The institutionally conferred authority of political leaders, experts, employers and even parents has been undermined. In the process, expression has become increasingly free and all voices have been increasingly equalized. Thus not only is our east Texan able to broadcast his beliefs as widely as those of senior journalists and professors, his views have an equal claim to validity as his more ‘institutionally advantaged’ counterparts.

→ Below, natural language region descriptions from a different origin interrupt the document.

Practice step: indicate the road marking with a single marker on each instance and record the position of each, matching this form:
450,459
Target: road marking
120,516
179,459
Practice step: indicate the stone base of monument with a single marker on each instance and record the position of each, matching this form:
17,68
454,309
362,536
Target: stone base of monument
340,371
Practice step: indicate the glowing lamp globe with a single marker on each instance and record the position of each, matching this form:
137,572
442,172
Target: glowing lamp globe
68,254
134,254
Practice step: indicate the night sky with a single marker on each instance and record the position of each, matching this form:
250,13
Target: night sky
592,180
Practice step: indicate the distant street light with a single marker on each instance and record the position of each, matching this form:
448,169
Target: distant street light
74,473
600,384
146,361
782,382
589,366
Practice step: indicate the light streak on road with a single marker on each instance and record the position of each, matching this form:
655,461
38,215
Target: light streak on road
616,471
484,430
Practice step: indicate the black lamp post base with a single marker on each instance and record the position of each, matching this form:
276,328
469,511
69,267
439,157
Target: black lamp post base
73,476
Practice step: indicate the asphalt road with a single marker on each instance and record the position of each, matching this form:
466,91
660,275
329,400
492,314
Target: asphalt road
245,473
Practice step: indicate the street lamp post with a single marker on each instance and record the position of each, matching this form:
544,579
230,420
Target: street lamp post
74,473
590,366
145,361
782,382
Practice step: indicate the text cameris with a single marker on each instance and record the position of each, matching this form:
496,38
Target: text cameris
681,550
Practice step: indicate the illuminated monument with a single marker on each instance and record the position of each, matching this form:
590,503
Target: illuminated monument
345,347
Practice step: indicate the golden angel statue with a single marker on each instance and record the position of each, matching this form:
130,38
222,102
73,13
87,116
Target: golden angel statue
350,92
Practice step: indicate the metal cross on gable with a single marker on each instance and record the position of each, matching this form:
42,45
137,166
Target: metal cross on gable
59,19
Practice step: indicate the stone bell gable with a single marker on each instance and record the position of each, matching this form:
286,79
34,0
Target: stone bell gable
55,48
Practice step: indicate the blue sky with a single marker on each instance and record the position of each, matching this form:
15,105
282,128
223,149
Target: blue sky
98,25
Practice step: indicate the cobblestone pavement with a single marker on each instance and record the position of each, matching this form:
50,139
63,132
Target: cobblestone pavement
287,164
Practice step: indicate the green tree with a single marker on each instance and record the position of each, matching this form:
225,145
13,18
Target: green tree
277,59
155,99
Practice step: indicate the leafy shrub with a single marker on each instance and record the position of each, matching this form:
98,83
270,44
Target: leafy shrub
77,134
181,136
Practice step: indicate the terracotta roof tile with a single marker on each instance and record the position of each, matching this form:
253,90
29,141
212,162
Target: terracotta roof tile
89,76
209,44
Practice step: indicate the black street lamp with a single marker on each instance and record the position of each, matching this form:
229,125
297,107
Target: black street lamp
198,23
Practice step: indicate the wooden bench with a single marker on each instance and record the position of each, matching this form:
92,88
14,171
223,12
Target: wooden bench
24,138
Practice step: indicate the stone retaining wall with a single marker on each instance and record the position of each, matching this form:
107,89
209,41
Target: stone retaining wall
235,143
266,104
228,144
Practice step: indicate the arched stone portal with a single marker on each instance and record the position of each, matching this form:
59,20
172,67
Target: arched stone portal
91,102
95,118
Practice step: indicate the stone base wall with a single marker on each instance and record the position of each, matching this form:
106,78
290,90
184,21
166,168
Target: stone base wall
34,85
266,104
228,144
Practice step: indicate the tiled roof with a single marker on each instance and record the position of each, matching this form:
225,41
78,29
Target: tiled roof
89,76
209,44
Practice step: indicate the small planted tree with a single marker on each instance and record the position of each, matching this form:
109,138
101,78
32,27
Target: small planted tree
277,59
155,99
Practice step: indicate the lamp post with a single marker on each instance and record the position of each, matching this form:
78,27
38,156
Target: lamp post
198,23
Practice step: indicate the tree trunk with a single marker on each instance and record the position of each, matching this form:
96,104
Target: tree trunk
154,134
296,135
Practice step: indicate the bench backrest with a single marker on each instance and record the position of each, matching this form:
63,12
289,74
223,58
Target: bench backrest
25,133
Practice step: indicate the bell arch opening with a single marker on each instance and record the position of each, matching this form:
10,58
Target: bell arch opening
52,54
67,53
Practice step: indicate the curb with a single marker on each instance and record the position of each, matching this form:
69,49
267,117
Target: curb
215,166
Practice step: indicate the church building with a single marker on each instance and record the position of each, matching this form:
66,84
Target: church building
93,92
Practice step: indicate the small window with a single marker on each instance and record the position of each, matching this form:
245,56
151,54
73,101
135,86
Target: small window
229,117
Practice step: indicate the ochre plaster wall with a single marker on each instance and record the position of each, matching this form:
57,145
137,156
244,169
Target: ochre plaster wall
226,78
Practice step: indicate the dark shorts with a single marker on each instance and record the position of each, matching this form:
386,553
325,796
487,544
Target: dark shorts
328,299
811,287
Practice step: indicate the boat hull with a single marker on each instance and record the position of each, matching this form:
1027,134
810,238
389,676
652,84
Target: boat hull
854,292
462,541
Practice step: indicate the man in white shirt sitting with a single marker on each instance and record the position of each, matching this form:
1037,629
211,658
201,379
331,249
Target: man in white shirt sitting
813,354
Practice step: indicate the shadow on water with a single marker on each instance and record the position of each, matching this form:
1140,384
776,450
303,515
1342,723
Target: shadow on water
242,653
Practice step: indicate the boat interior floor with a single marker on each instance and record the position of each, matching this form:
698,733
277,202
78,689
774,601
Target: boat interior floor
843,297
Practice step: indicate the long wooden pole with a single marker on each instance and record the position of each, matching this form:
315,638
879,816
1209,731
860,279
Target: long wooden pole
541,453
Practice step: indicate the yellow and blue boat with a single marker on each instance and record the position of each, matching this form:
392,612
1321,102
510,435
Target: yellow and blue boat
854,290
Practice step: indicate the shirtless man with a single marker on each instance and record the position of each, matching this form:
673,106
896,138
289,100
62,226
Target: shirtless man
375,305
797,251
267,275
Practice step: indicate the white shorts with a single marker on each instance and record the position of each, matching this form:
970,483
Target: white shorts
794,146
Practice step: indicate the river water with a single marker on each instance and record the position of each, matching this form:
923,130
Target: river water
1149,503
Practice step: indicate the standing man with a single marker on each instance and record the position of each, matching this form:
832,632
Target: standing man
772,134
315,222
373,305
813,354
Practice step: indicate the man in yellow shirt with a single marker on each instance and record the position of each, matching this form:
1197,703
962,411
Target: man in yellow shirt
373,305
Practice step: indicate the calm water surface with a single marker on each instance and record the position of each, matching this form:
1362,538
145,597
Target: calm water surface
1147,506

Here are Claire Berlinski’s thoughts so far on Rosenberg’s analysis.
What are your thoughts?
What strikes me is that there is relatively little discussion about why the élites are increasingly held in disdain. Rosenberg notes the effects of:
… economic decline, growing economic inequality and changing demographics as trends that have, in the eyes of the people, undermined the legitimacy of elites and with them, the institutions they run and the vision of economic, social and political life they advocate.
but then concludes,
I think these factors are influential, but their effects must be understood as symptoms of the underlying structural condition I have described. Emerging in the context of a structurally strong system of governance, these destabilizing fluctuations in its ability to deliver specific outcomes would not produce threats to the system itself. A truly democratic citizenry would naturally regard the aforementioned developments as important problems to be addressed, but in a manner that is consistent with democratic understandings and practices.
But what is a “truly democratic citizenry” supposed to do after decades of watching bumbling, folly, and sleepwalking toward the abyss by their “betters” in Socialist Party D and Socialist Party R? Perhaps their opting for (gasp!) populism, or even (shudder!) right-wing populism, is a rational decision based upon the observation that the policies proposed and the results delivered by the entrenched élites don’t work.